On your first visit, it’s not necessary to undergo any dental procedures. You may simply book an appointment for a check-up or even just a conversation. It’s important to inform your dentist about your fear at the beginning of the appointment.

Together with your dentist, you can agree on a signal for taking a break. Raising a hand is an effective and clear signal that a breather is needed. Knowing that you can signal for a pause helps maintain control over the situation and can ease the intensity of your anxiety. Dental phobia often stems from a fear of losing control.


Dental Anxiety and Relaxation

Practicing relaxation techniques can help you live with fear or even overcome it entirely. Relaxation methods may include active muscle relaxation, deep breathing, and visualization exercises. Listening to calming music through headphones can also be helpful.

If fear causes tension in a specific part of the body, it’s beneficial to learn how to relax that particular area. Breathing and tension are interconnected. Anxiety can cause breathing to become rapid and shallow. Slowing down the breathing rhythm activates the parasympathetic nervous system, which operates during rest, helping to calm the body stressed by fear.

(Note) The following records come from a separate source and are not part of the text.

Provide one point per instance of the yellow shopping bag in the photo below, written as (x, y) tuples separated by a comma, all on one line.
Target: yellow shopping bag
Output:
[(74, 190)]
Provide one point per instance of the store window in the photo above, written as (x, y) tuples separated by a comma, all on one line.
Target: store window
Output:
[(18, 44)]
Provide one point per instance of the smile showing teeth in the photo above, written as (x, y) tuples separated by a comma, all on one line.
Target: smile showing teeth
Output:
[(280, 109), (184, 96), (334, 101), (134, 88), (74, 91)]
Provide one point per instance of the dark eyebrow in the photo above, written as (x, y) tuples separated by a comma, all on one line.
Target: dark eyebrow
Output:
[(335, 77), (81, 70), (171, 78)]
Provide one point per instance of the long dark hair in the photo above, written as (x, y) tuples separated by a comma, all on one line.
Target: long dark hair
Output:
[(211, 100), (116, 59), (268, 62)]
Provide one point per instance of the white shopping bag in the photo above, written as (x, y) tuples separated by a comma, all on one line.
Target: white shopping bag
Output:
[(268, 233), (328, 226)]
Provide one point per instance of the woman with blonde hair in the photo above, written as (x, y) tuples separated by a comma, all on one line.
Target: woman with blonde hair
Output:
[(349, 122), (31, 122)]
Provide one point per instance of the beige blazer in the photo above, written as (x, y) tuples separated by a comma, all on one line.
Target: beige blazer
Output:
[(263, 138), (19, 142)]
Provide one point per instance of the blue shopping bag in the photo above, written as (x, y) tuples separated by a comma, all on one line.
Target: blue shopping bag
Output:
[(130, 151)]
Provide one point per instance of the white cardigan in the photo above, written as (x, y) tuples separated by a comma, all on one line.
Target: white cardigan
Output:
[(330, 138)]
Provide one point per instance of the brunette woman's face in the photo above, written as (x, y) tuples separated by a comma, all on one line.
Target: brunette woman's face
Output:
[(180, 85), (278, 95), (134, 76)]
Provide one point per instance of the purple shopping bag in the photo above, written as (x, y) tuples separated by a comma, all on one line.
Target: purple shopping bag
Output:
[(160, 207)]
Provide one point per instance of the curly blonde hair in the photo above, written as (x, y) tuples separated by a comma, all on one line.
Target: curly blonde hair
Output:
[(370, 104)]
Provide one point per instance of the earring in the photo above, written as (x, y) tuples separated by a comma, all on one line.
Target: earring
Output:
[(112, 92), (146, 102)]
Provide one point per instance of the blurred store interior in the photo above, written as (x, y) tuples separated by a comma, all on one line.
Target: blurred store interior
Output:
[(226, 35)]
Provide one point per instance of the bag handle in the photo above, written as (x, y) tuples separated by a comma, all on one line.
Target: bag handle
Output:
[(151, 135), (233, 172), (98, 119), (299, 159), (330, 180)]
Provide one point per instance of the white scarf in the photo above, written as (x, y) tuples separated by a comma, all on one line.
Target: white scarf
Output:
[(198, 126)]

Conscious visualization exercises are an effective way to soothe both the mind and body. Some patients with dental phobia also find distraction helpful, such as watching a television mounted near the ceiling. Focusing on a TV program can temporarily divert attention from dental anxiety.

Anesthesia alleviates pain

Modern anesthetics are highly effective, so there is no need to fear pain. If the injection itself is a concern, a numbing gel can be applied to the mucosa before administering the anesthetic, making even the injection painless.

Pre-medication Helps Relax

When treating patients with dental anxiety, pre-medication can be used to support the actual treatment. The pre-medication is taken on an empty stomach 45–60 minutes before the procedure. It helps the patient feel more relaxed, and its effects typically wear off within a few hours.

It’s a good idea to mention a request for pre-medication when making the initial appointment.

Sedation Dentistry

For those with severe dental anxiety, sedation dentistry can be an effective solution. Sedation is categorized into light and deep sedation. In light sedation, an anesthesiologist administers medication to relax the patient, reducing their level of consciousness. Light sedation is suitable for adult patients undergoing procedures that last about two hours.